Once the core list is done, post the list somewhere that is visible to everyone in the house. I keep my current list on the refrigerator. This way, when making the weekly shopping list you can pull from the master menu what you want to prepare each week. Although for the shopper, keeping the list on a smart phone or tablet can make shopping easier, it prevents anyone else in the house from seeing the options. Including kids and spouses in the shopping and food preparation process is empowering and allows kids to learn more about what they are eating and how to prepare it. If you have that meal list and know where to find the recipes, it makes creating the shopping list very fast. Once you have your recipes memorized, making the shopping list becomes faster each time you do it. It will require a bit of extra effort at the start, but once the initial steps are completed, it makes shopping nearly effortless.
It is now time to make your shopping list. Here’s a tip: keep a notepad or some paper and a pen on the refrigerator or pantry. When you notice you are out of a staple or close to running out of an item, write it on the list. Write down all the ingredients you need for your recipes. You can download and print my list here. If you like to use your smart phone or tablet when you shop, do so. Because I started shopping before the typewriter was extinct, I like the paper and pen method when I shop. I can scratch off an item, if the store is out of the item, I can leave it on the list for the next trip. When I use coupons, I clip them to the list. It keeps the whole trip more organized. Here’s a coupon tip; many stores now have apps that allow you to download the coupons to your smart phone. Save money and trees!
Lastly, I am anticipating some questions.
1. I do not care what you eat. I hope that you eat food that is healthy for you and that you always buy the highest quality that you can afford.
2. It is perfectly fine to repeat meals every week as long as you love them and don’t get sick of them.

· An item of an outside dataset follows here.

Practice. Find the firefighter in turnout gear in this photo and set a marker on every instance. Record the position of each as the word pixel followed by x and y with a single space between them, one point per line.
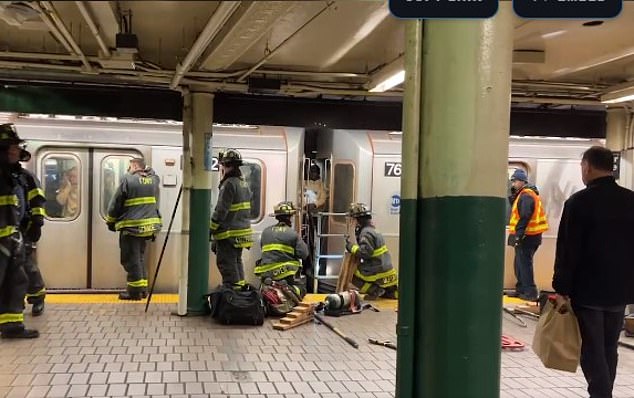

3. Don’t get all stressed out about trying new things and techniques, especially if you have little kiddos, lack time, or dislike cooking. If you see a recipe you want to try, go for it! If you like to cook, be adventurous. If you are a food assembler, try new foods now and then.
Most often, cooking at home is a very calming time for me. It is my time to de-stress and enjoy the time I have to prepare a great meal. However, while raising two kids, and working full time, meals were, at times, the most stressful time of the day. I understand the need to stick to a budget. Meals should be more about with whom you share them. Time spent with those you love and care about is the most important factor in sharing food. I’m here to help you make meals easier. Whether you and your family cook together or push the buttons on the microwave together, spending time together makes the meal special.